Sarebbe "utile" per il Garante per la privacy avere la possibilità di irrogare "sanzioni pecuniarie più significative" in caso di abuso nella pubblicazione di intercettazioni telefoniche: lo ha spiegato il presidente dell’organismo di garanzia, Francesco Pizzetti, che é tuttavia contrario "a sanzioni penali contro i giornalisti. Sarebbe preferibile l’uso di sanzioni pecuniarie a carico delle testate, piuttosto che dei singoli giornalisti, anche per tutelarli da eventuali pressioni a pubblicare certe notizie per vendere più copie ai giornali". A margine di un convegno sulle intercettazione telefoniche organizzato a Roma dall’Ordine dei giornalisti, Pizzetti ha ribadito però il forte richiamo ai cronisti al rispetto delle regole, scritte tra l’altro nel Codice deontologico: "ferma restando la libertà dell’informazione e il diritto dell’opinione pubblica ad essere informata – ha sottolineato – la notizia deve essere pubblicata rispettando regole come la salvaguardia dei terzi incolpevoli, dei famigliari dell’interessato o di eventuali minori coinvolti. In particolare, anche la persona pubblica, che ha un diritto alla riservatezza affievolito, ha diritto ad essere trattata con dignità anche quando lei stessa tende a lederla con il suo comportamento".
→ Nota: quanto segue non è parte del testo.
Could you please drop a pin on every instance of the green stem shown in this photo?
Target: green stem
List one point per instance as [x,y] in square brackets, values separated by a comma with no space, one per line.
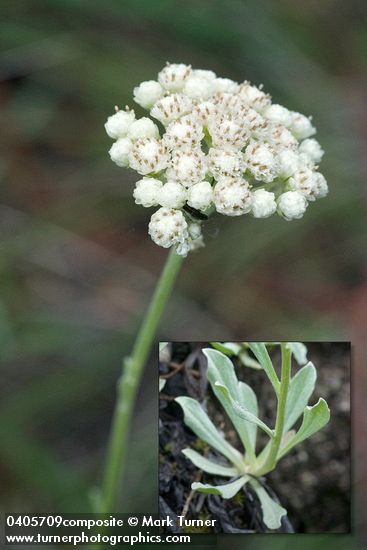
[128,385]
[271,459]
Il presidente dell’Autorità per la protezione dei dati personali ha anche sottolineato l’impegno, "sul quale abbiamo avviato una collaborazione con il ministro della Giustizia e con il Csm, affinché anche gli uffici giudiziari adottino precise misure di sicurezza". Altro punto centrale, che il Garante sottolineerà nella sua Relazione al Parlamento prevista per venerdì prossimo, "la necessità che l’Autorità faccia passi da gigante sulla vigilanza sulle grandi banche dati: bisogna evitare che ce ne siano di inutili o che si moltiplichino. L’esistenza di banche dati sempre più corpose è collegata alla crescita dei sistemi di comunicazione, ma l’Autorità deve vigilare sulle misure di sicurezza adottate a protezione di tali banche dati, garantendo che siano adeguate e che vengano rispettate".

Alla domanda, infine, se in Italia si intercetti troppo, "non si può dire – ha risposto Pizzetti – se si intercetti troppo o troppo poco. Si può dire che il nostro legislatore consente il ricorso alle intercettazioni per un gran numero di reati, più di quanto accada in altri paesi, e questa è la ragione principale dell’alto numero di intercettazioni. Ma purtroppo siamo un paese ad alta criminalità, anche organizzata, che suscita un grande allarme sociale. Questa è la ragione per cui nel nostro codice di procedura penale si è esteso il ricorso a questo strumento investigativo".